A bargaining session conducted by the Federal Mediation and Conciliation Service, an independent labor negotiation group, was recessed last week as the massive power outage crippled parts of the Northeast and Midwest. Talks are to resume today in Washington. The sides have been talking on and off since the latest deal expired Aug. 2.
About 80,000 technicians and service representatives have been negotiating a new labor contract with the nation's largest phone company. Yet despite Verizon's claims two weeks ago that a
"framework" for discussing the issues had been put in place, updates from the union's regional offices indicate that many differences remain.
According to one recent update, issued Friday, union representatives have been advising local affiliates to "maintain a high level of preparedness for the possibility of a short-notice strike."

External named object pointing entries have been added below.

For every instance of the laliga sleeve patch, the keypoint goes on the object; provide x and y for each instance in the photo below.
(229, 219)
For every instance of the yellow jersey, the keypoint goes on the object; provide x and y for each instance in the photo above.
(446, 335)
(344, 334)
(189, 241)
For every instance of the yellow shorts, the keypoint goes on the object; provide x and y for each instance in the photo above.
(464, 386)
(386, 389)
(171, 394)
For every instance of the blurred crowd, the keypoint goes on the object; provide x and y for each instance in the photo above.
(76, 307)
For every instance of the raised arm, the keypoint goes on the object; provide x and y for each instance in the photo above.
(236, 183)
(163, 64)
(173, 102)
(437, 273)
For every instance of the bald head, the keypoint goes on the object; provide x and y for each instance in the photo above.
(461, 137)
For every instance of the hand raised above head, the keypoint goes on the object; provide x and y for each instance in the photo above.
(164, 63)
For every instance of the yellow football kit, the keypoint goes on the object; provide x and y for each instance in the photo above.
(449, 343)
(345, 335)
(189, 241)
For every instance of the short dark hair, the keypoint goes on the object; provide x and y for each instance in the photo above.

A representative with Verizon's largest union, the Communications Workers of America, said she has been asked by the mediators to refrain from making any comments on the discussions.
Verizon is seeking job cuts and increased health care contributions from employees to help offset the effects of a weak economy and continued declines in its local phone business. The unions want job security and cite oversized executive pay packages and the company's solid profits to challenge Verizon's claims that it needs to reduce the size of its workforce.
Wall Street is watching the discussions for signs of a strike that could disrupt business. The big phone company's suppliers, such as
, are seen as being especially at risk. Verizon shares have been steady during the talks this month; they slipped a dime Tuesday, to $35.75.
Analysts point out that the union has a $200 million strike fund at the ready, should workers walk off the job. That kitty is estimated to be enough to cover a month's worth of wages for the strikers.
A strike during the last labor contract negotiation in 2000 lasted two weeks.